In one of the stone cottages (standing still, though overmuch restored) lived, early in the fifteenth century, Jacques d'Arc and Isabel his wife. Jacques was a responsible man, liked and respected by his neighbors. As dean of the village, he inspected weights and measures, commanded the watch, collected the taxes. Dame Isabel had enough learning to teach her five children their Credo, Pater and Ave, but probably little more; she spun and wove, and was doubtless a good house-mother. With four of the children we have little concern; our affair is with the fifth, a daughter born (probably) in January, 1412, and named Jeanne or Jehane. All her names are beautiful: "Jeanne la Pucelle," "the Maid of Orleans," "the Maid of France"; most familiar of all to our Anglo-Saxon ears, "Joan of Arc."

Joan was three years old when Agincourt was lost and won. It was a far cry from upper Normandy to the province of Bar where Domrémy lay; the Meuse flowed tranquilly by, but no echoes of the English war reached it at this time. Life went peacefully on; the children, as I have said, drove the cattle to the river meadows, frolicked beside the clear stream, gathering flowers, singing the immemorial songs of France; and as evening closed, drove them home again to the farm: or they tended their sheep on the Common, or followed their pigs through the oak forest that stretched behind and above it. In the forest lurked romance and adventure, possible danger. There were wolves there; no doubt about that. There were also, most people thought, fairies, both good and bad. Near the village itself stood the great beech tree known as "the Ladies' Tree," or the "Fairies' Tree," with its fountain close by, the Fountain of the Gooseberry Bushes, where people came to be healed of various diseases. Another great tree was called "Le Beau Mai," and was even more mystical. Who knows from what far Druid time came the custom of dancing around its huge trunk and hanging garlands on its gnarled boughs? They were pious garlands now, dedicated to Our Lady of Domrémy; but it was whispered that the fairies still held their revels there. The lord of Bourlemont and his lady sometimes joined the dancing; had not his ancestor loved a fairy when time was, and been loved of her? They never failed to join the rustic festival that was held under the Fairy Tree on the "Sunday in Lent called Laetere, or des Fontaines." One of Joan's godmothers said she had seen the fairies: Joan never did. She hung garlands, with the other little girls; danced with them hand in hand, singing. One would like to know the songs they sang. Was one of them the quaint ditty whose opening lines head this chapter?

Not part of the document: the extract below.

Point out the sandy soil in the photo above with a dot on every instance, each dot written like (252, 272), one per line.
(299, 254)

"Quand j'étais chez mon père, petite Jeanneton,
La glin glon glon,
M'envôit a la fontaine pour remplir mon cruchon!"

Or was it the story of that vigneron who had a daughter whom he would give to neither poor nor rich, lon la, and whom he finally saw carried off by a cavalier of Hungary,

"La prit et l'importa,
Sur son cheval d'Hongrie, lon la!"

A warning to selfish Papas. Or did there come to Domrémy, wandering down the Meuse as the wind wanders, some of those wild, melancholy sea-songs that the Corsairs and the fishermen sang, as they sharpened their cutlasses or drew their nets in harbor?